A dictionary of tokenized inputs, including ‘input_ids’, ‘attention_mask’,

and ‘labels’ (tensor of sequence-level regression targets).

Raises:

Exception – If the input instance format is unknown or if a dictionary instance does not contain a ‘label’ or ‘labels’ key.

class omnigenbench.src.dataset.omni_dataset.OmniDatasetForTokenClassification(dataset_name_or_path, tokenizer, max_length=None, **kwargs)[source]

Bases: OmniDataset

Dataset class for token-level classification tasks in genomics.

This class extends OmniDataset to support tokenizing genomic sequences and aligning them with token-level labels for tasks like sequence tagging.

Variables:
  • metadata (dict) – Dataset metadata including library name, version, and task type.

  • label2id (dict) – Mapping from label strings to integer IDs used for training.

prepare_input(instance, **kwargs)[source]

Prepare a single data instance for token classification.

This method handles both string sequences and dictionary instances containing sequence and label information. It tokenizes the input sequence and prepares token-level labels for classification.

Parameters:
  • instance – A single data instance. Can be a string representing the sequence or a dictionary with ‘seq’/’sequence’ and ‘labels’/’label’ keys.

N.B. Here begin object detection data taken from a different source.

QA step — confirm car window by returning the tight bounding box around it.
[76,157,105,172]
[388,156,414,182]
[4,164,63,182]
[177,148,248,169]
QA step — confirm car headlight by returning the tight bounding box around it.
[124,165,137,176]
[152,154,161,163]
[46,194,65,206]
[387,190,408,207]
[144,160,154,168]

  • **kwargs – Additional keyword arguments for tokenization, such as ‘padding’ and ‘truncation’.

Returns:

dict

A dictionary of tokenized inputs, including ‘input_ids’, ‘attention_mask’,

and ‘labels’ (tensor of token-level labels).

Raises:

Exception – If the input instance format is unknown or if a dictionary instance does not contain a ‘seq’ or ‘sequence’ key.

class omnigenbench.src.dataset.omni_dataset.OmniDatasetForTokenRegression(dataset_name_or_path, tokenizer, max_length=None, **kwargs)[source]

Bases: OmniDataset

Dataset class for token regression tasks in genomics.

This class extends OmniDataset to prepare input sequences and their corresponding token-level regression targets. It’s designed for tasks where each token in a sequence needs to be assigned a continuous value.

Variables:

metadata – Dictionary containing dataset metadata including library information

prepare_input(instance, **kwargs)[source]

Prepare a single data instance for token regression.

This method handles both string sequences and dictionary instances containing sequence and regression target information. It tokenizes the input sequence and prepares token-level regression targets.

Parameters:
  • instance – A single data instance. Can be a string representing the sequence or a dictionary with ‘seq’/’sequence’ and ‘labels’/’label’ keys.

  • **kwargs – Additional keyword arguments for tokenization, such as ‘padding’ and ‘truncation’.

Returns:

dict

A dictionary of tokenized inputs, including ‘input_ids’, ‘attention_mask’,

and ‘labels’ (tensor of token-level regression targets).

Raises:

Exception – If the input instance format is unknown or if a dictionary instance does not contain a ‘seq’ or ‘sequence’ key.